A structured set of objections, weighed in public.

Desk editor's note, referee report, simulated authors' rebuttal, and a circularity audit. Tearing a paper down is the easy half of reading it; the pith above is the substance, this is the friction.

Desk Editor's Note private letter to a colleague

FLARE extracts specs from MAS code for coverage-guided fuzzing and log-based failure detection, delivering solid coverage numbers on real apps but resting its 56-failure claim on an unvalidated oracle.

read the letter

The main point is that FLARE pulls specifications and behavioral spaces straight from the source code of multi-agent LLM systems, then drives coverage-guided fuzzing and checks results by analyzing execution logs. On 16 open-source applications it reaches 96.9% inter-agent and 91.1% intra-agent coverage while beating baselines, and it surfaces 56 previously unknown failures that the authors tie to MAS-specific issues like coordination problems or infinite loops. That combination of code-driven extraction and fuzzing is the concrete new piece; earlier testing methods for LLM agents did not target inter-agent coverage or build oracles this way from the definitions themselves. The evaluation on actual projects gives the numbers some weight and shows the framework can run end-to-end from code to reports. The approach is practical enough that engineers working on these systems could try adapting pieces of it. The clearest soft spot is the log analyzer that decides pass or fail. The abstract describes it as judging semantic correctness but supplies no procedure details, no ground-truth set, and no precision or recall figures against human labels. Because the failure count and the claim that the failures are unique to MAS both depend on that judgment, any systematic error there directly affects the headline result. Coverage numbers are less exposed but still rely on the quality of the extracted behavioral spaces. The stress-test note is right on this point from the abstract alone. If the full paper adds validation experiments or error analysis for the oracle, that would strengthen it; otherwise the empirical claims need more support. This paper is for software-engineering researchers and practitioners who build or maintain multi-agent LLM workflows and need better ways to expose their failures. A reader focused on testing non-deterministic AI systems would find the framework and the reported coverage gains worth examining. It should go to peer review because the problem is timely, the method is grounded in real code, and the experiments are on external applications; referees can push on the oracle validation and any extraction assumptions without the work being fundamentally flawed.

Referee Report

3 major / 2 minor

Summary. The paper presents FLARE, a testing framework for LLM-based Multi-Agent Systems (MAS). It takes MAS source code as input, extracts specifications and behavioral spaces from agent definitions, constructs test oracles, performs coverage-guided fuzzing to expose failures such as infinite loops and failed tool invocations, and analyzes execution logs to judge test outcomes and generate failure reports. Evaluation on 16 diverse open-source applications reports 96.9% inter-agent coverage and 91.1% intra-agent coverage (outperforming baselines by 9.5% and 1.0%), along with discovery of 56 previously unknown MAS-specific failures.
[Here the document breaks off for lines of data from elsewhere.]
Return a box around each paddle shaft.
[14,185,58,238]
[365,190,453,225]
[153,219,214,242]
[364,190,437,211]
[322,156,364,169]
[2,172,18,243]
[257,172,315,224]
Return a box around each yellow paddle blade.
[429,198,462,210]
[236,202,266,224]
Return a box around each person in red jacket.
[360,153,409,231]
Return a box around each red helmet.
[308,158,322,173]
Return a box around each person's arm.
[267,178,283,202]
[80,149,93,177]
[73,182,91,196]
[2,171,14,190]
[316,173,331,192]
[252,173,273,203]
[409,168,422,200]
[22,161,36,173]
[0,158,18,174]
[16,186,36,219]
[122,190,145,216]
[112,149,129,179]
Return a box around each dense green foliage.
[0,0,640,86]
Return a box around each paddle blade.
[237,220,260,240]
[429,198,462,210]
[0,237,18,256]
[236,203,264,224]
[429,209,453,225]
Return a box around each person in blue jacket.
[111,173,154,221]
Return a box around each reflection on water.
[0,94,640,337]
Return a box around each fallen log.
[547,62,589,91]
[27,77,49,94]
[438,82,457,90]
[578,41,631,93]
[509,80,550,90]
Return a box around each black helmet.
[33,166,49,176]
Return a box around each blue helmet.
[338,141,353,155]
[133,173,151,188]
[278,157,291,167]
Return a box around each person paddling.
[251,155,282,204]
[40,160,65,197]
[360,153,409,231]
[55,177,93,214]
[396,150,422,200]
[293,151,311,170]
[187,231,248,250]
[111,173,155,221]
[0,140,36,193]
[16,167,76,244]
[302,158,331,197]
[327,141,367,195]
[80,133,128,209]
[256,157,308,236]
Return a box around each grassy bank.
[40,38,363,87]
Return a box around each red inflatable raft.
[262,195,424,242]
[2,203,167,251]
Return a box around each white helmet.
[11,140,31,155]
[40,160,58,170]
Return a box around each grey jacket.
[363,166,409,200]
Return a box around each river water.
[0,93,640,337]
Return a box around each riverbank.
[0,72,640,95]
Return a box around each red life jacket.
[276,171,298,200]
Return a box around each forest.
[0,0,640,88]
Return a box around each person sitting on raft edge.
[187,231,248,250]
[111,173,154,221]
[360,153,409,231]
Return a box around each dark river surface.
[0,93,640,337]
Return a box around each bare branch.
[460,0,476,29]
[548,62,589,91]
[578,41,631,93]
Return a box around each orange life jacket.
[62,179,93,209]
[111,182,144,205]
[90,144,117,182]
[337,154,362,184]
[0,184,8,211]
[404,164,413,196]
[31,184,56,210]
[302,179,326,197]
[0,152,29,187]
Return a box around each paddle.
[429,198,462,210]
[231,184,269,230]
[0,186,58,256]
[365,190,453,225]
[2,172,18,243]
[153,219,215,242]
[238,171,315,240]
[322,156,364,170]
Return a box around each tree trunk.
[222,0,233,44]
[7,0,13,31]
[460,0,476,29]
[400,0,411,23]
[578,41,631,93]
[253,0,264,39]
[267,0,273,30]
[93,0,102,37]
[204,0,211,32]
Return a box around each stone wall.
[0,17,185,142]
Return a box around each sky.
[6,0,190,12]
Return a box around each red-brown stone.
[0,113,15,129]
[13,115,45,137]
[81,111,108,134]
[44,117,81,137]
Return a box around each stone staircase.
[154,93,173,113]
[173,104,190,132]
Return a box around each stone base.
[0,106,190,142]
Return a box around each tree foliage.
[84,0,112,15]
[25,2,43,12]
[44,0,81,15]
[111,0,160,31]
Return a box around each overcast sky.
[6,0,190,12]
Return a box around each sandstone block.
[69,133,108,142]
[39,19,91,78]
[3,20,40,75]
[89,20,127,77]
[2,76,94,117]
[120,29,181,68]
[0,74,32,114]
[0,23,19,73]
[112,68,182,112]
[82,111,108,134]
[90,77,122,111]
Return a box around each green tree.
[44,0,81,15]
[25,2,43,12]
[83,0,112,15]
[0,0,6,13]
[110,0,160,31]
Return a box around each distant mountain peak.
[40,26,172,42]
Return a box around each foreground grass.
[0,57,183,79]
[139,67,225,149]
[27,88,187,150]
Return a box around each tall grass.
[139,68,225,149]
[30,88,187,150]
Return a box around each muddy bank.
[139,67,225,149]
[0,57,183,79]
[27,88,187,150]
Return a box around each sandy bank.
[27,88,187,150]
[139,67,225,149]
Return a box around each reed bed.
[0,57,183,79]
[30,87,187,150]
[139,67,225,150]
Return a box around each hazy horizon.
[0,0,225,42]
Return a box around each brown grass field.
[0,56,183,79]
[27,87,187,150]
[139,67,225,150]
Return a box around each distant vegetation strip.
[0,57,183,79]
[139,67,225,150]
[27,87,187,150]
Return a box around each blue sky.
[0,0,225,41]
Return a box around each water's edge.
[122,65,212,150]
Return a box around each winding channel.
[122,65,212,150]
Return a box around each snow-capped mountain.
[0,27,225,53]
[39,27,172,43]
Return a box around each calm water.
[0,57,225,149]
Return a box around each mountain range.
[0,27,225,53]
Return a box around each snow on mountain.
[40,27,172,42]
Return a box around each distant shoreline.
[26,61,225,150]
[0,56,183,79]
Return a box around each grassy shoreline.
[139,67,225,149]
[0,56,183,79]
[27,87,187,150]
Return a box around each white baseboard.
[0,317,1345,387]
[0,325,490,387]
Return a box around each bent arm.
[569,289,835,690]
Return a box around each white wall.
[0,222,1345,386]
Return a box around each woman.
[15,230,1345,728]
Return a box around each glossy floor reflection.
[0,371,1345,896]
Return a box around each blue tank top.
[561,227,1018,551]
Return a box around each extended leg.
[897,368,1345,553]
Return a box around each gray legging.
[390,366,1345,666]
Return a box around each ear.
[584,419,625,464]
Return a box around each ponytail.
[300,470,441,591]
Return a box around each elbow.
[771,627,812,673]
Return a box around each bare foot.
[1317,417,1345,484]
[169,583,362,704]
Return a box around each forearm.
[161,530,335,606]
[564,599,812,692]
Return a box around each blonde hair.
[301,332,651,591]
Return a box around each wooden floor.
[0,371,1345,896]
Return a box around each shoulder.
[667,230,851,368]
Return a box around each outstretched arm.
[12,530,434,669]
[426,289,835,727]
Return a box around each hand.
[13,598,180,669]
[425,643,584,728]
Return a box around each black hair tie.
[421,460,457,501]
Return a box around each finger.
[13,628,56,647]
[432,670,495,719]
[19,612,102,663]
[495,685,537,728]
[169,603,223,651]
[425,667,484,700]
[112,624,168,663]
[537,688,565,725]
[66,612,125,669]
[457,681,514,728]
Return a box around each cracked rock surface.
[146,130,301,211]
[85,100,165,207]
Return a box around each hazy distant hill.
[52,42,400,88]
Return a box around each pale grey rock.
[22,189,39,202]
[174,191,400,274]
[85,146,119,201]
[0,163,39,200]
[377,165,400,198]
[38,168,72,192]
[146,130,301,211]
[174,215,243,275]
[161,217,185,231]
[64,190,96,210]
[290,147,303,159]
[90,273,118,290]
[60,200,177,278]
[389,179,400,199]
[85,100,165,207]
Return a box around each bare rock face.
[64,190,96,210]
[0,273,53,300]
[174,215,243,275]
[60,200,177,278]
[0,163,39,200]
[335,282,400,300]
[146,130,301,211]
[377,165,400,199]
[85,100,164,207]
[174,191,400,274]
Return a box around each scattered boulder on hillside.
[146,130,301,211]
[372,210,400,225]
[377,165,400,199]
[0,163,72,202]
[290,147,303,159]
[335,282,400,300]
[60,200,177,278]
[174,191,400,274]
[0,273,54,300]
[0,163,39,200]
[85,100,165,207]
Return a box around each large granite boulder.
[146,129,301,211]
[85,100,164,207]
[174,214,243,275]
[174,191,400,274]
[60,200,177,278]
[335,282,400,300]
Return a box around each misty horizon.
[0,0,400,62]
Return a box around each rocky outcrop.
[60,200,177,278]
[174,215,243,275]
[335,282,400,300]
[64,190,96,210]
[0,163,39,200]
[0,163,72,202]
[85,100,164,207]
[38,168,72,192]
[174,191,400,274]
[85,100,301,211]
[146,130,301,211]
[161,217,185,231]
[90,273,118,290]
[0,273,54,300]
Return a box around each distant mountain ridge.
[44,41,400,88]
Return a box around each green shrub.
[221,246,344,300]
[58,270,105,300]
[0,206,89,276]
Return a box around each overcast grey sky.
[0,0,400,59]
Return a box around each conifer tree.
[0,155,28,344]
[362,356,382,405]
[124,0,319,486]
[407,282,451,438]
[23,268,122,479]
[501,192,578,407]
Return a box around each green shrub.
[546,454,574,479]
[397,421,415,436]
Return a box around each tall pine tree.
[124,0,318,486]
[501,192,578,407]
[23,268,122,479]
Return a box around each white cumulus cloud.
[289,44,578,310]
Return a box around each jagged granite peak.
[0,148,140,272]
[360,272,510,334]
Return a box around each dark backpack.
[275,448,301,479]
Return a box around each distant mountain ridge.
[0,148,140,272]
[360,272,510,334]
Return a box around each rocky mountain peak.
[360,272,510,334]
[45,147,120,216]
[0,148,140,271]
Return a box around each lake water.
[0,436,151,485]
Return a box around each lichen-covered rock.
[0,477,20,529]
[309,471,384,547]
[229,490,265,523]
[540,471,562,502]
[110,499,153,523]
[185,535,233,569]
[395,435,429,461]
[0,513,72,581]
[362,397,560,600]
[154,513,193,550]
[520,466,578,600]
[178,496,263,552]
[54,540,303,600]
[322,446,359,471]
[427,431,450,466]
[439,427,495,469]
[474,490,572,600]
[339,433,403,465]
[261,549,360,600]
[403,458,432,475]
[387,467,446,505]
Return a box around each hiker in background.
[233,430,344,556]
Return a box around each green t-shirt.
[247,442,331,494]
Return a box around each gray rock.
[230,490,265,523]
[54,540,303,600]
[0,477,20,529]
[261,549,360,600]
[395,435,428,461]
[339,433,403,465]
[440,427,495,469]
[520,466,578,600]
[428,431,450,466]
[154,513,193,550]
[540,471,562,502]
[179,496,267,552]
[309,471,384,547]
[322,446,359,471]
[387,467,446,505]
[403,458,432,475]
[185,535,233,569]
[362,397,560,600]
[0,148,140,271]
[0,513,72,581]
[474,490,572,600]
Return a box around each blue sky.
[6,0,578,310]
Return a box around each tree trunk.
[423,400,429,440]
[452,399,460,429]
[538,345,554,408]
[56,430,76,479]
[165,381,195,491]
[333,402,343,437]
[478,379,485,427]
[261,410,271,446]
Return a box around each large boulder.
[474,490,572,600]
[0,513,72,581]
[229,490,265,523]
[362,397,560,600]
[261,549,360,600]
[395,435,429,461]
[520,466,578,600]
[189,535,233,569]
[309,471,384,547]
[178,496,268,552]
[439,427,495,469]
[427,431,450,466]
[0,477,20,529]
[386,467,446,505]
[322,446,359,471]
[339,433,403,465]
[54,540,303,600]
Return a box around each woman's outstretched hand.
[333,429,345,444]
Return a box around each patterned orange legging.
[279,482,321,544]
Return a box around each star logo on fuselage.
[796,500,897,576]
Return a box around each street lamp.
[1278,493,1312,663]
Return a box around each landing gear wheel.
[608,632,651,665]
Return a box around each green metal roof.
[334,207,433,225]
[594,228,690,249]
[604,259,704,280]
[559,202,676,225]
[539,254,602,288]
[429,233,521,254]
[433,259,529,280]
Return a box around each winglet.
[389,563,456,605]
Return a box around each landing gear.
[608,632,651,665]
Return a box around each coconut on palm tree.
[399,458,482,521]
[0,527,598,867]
Significance. If the results hold after addressing validation gaps, FLARE would represent a meaningful advance in automated testing for non-deterministic MAS applications, which are increasingly deployed for complex workflows. By tailoring coverage-guided fuzzing to inter- and intra-agent behavioral spaces and providing empirical evidence on real open-source systems, the work addresses a practical gap where traditional techniques fail due to lack of specifications and semantic judgment challenges.

major comments (3)

[Abstract and Evaluation] Abstract and Evaluation section: The headline claim of 56 previously unknown MAS-specific failures rests entirely on the correctness of the automated log analyzer for semantic pass/fail judgments (e.g., detecting incorrect inter-agent coordination or infinite loops). The manuscript provides no description of the judgment procedure (rule-based, LLM-as-judge, or hybrid), no ground-truth dataset, and no precision/recall metrics against human labels. This directly undermines both the failure count and the uniqueness claim, as any systematic misclassification would inflate the reported results.
[Evaluation] Evaluation section: The reported coverage percentages (96.9% inter-agent, 91.1% intra-agent) and baseline outperformance (9.5% and 1.0%) lack details on exact measurement definitions, baseline implementations, statistical significance testing, or potential confounds such as variability in LLM non-determinism. Without these, the robustness of the empirical claims cannot be assessed.
[Approach] Approach section (specification extraction): The central premise that specifications and behavioral spaces can be reliably extracted from agent definitions in source code is stated but not accompanied by any validation (e.g., manual inspection of extracted spaces on a subset of the 16 applications or error rates). This assumption is load-bearing for both the fuzzing guidance and oracle construction.

minor comments (2)

[Abstract] The abstract states that FLARE 'analyzes execution logs to judge whether each test has passed' without any elaboration on the method or its limitations.
[Evaluation] No mention of how the 16 applications were selected or their diversity characteristics beyond 'open-source,' which would help contextualize generalizability.

Simulated Author's Rebuttal

3 responses · 0 unresolved

We thank the referee for the constructive and detailed feedback, which identifies key areas where additional rigor and transparency will strengthen the manuscript. We address each major comment below and commit to revisions that directly respond to the concerns raised.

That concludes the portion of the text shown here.